Разноплеменный говор с утра до позднего вечера не замолкал в чайхане. Приветливость хозяев задерживала: всех. Киргиз, который полгода не видел людей, глазел на пеструю толпу базара. Русский ел палочками рис с ловкостью заправского китайца. Две бабы в пестрых платьях выпили бузы[5] и решили сплясать под гармонику. Все они старались пробыть в чайхане как можно дольше. А большая беленая печь варила прямо на улице, на виду у всех посетителей, и с утра до вечера выбрасывала из-под навеса клубы дыма и вкусного пара. Перед чайханой стояли нары, покрытые коврами. На них каждый проходящий мог сесть и сидеть, сколько ему вздумается. Дощатая оштукатуренная чайхана не имела окон. Свет и люди вливались в двери, которые были открыты круглый год. На улице был непрерывный крик и толкотня целый день.

Арбы, пешие и конные сновали, теснились, пробирались кое-как, чуть не давя друг Друга, но каждый перешагнувший чайхану с улицы был как дома. Базарный нищий целый день молча стоял с протянутой рукой рядом с зеленщиком. Он обедал поздно. Но когда у него набиралось достаточно денег, он важно входил, и ему подавали как всем. В чайхане обычно знали про всех все. В это раннее время почти никого не было. Поэтому три человека, сидевшие в углу, свободно разговаривали между собой.
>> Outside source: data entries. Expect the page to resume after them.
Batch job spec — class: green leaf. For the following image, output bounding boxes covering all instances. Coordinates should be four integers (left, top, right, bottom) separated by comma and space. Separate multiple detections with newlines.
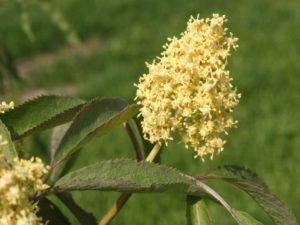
55, 97, 138, 161
52, 159, 204, 196
235, 210, 263, 225
0, 120, 18, 164
37, 198, 71, 225
56, 193, 97, 225
186, 196, 212, 225
203, 166, 298, 225
0, 96, 84, 140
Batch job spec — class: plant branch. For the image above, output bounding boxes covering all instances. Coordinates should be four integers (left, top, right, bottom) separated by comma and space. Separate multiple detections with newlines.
123, 121, 143, 162
98, 143, 162, 225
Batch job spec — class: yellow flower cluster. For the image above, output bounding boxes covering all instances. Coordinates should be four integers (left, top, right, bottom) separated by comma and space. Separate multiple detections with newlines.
136, 14, 240, 159
0, 136, 48, 225
0, 102, 15, 113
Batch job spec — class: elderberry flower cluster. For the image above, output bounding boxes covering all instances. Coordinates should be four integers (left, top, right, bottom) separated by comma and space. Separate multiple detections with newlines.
0, 136, 48, 225
0, 102, 15, 113
136, 14, 240, 159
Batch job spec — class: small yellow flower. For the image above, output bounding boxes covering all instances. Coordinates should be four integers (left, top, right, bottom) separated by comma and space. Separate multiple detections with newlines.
136, 14, 240, 158
0, 136, 49, 225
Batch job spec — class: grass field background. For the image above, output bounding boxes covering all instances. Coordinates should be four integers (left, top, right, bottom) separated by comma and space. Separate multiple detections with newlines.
0, 0, 300, 225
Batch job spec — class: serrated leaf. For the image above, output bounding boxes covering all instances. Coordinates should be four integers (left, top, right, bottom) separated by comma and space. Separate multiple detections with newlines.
0, 95, 84, 140
0, 120, 18, 164
53, 159, 204, 196
235, 210, 263, 225
56, 193, 97, 225
55, 97, 138, 161
186, 196, 211, 225
37, 198, 71, 225
204, 166, 298, 225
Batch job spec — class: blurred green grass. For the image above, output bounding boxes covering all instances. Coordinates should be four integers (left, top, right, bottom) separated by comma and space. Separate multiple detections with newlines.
0, 0, 300, 225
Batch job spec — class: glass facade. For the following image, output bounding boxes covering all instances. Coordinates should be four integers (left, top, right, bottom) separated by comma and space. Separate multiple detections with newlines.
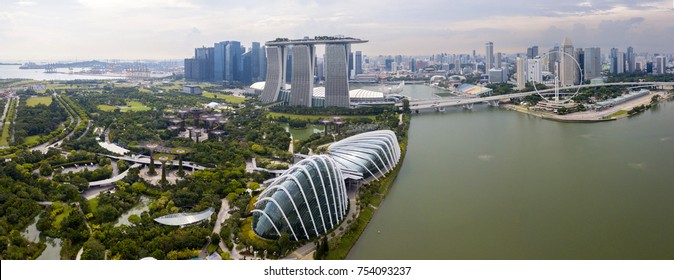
252, 155, 348, 240
328, 130, 400, 179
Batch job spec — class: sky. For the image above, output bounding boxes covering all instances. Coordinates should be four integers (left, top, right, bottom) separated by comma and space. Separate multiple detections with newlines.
0, 0, 674, 61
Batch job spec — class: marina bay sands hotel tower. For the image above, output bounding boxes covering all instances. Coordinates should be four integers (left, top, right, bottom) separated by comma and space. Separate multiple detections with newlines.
260, 36, 367, 107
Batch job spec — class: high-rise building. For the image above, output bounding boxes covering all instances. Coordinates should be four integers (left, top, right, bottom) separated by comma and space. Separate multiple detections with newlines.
213, 41, 229, 82
526, 58, 543, 83
258, 46, 267, 80
625, 47, 636, 73
517, 57, 527, 89
225, 41, 243, 84
583, 48, 601, 80
251, 42, 262, 81
527, 46, 538, 59
260, 46, 288, 103
609, 48, 622, 74
484, 42, 494, 73
322, 44, 351, 107
615, 52, 625, 74
288, 45, 316, 107
558, 37, 578, 86
356, 51, 363, 75
655, 55, 667, 74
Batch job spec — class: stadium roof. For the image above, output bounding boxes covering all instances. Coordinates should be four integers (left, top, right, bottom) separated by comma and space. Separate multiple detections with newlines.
154, 207, 215, 226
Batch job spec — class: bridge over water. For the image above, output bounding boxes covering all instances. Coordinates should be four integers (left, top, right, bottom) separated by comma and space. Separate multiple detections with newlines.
396, 82, 674, 110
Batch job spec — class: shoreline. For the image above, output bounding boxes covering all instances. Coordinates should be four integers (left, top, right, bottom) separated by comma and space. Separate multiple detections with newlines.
501, 91, 671, 123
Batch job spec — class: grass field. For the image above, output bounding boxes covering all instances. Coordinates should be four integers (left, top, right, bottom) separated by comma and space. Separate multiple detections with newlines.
122, 101, 150, 112
96, 101, 150, 112
0, 98, 16, 147
96, 104, 119, 112
201, 91, 246, 105
26, 96, 51, 107
267, 112, 374, 122
23, 135, 42, 146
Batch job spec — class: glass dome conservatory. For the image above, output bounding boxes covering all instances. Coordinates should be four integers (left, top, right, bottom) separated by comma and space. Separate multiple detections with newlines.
252, 155, 348, 240
328, 130, 400, 179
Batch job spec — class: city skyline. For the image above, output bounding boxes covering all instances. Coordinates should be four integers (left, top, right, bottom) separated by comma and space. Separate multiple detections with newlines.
0, 0, 674, 61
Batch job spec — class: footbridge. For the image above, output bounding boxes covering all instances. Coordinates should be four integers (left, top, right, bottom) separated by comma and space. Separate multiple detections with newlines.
396, 82, 674, 110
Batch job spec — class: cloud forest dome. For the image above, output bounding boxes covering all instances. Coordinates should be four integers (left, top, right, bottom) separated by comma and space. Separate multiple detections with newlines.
328, 130, 400, 179
252, 155, 348, 240
252, 130, 400, 240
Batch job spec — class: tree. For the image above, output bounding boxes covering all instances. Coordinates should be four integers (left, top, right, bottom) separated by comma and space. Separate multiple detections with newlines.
403, 98, 411, 114
82, 238, 105, 260
40, 162, 53, 176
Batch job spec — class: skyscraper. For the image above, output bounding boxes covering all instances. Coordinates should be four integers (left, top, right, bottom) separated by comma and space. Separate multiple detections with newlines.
484, 42, 494, 73
252, 42, 261, 81
526, 58, 543, 83
356, 51, 363, 75
527, 46, 538, 59
213, 41, 229, 82
260, 46, 288, 103
288, 45, 316, 107
583, 48, 601, 80
326, 44, 351, 108
609, 48, 618, 74
655, 56, 667, 74
225, 41, 243, 84
517, 57, 527, 89
625, 47, 635, 73
559, 37, 578, 86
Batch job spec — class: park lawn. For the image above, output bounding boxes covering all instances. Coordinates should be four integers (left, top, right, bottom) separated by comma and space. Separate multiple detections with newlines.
0, 122, 9, 147
121, 101, 150, 112
608, 110, 627, 119
26, 96, 51, 107
23, 135, 42, 147
96, 104, 119, 112
201, 91, 246, 105
89, 197, 99, 213
267, 112, 375, 122
53, 205, 73, 228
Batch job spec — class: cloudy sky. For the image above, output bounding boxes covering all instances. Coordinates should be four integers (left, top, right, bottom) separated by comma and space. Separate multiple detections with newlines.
0, 0, 674, 60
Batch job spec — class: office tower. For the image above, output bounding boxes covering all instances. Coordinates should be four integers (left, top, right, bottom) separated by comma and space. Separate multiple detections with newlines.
288, 45, 316, 107
258, 46, 267, 80
526, 58, 543, 83
559, 37, 578, 86
213, 41, 229, 82
615, 52, 625, 74
609, 48, 618, 74
322, 44, 351, 108
251, 42, 262, 81
574, 48, 586, 83
527, 46, 538, 59
517, 57, 527, 90
286, 45, 294, 84
260, 46, 288, 103
583, 48, 601, 80
384, 58, 393, 72
225, 41, 243, 84
240, 50, 252, 85
484, 42, 494, 70
348, 52, 356, 79
625, 47, 635, 73
655, 56, 667, 74
547, 46, 562, 75
356, 51, 363, 75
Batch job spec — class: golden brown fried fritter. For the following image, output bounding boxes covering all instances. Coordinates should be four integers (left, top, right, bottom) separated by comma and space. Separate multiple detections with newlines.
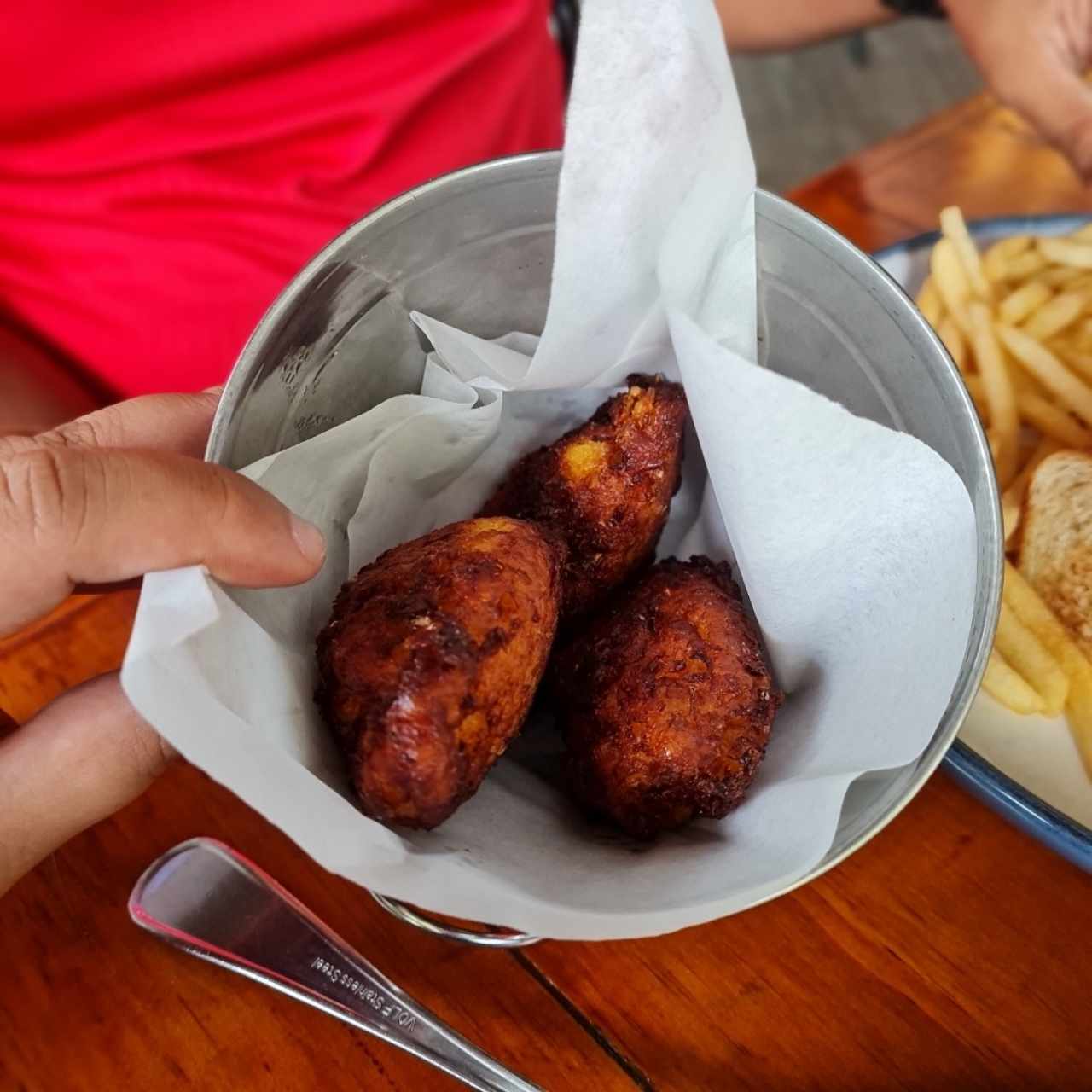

Они все-таки сдерживали голоса, но зато смеялись очень громко. В самом углу, где сходились две скамьи, сидел Ибрай. Его борода была типична для настоящего правоверного. Длинная и жесткая, как конский хвост, она была такая редкая, что подбородок просвечивал сквозь нее. Бледные щеки были выбриты, и борода казалась приклеенной. Она придавала его желтому лицу и тусклым глазам жестокое выражение. В чайхане хорошо знали, что Ибрай промышляет контрабандой.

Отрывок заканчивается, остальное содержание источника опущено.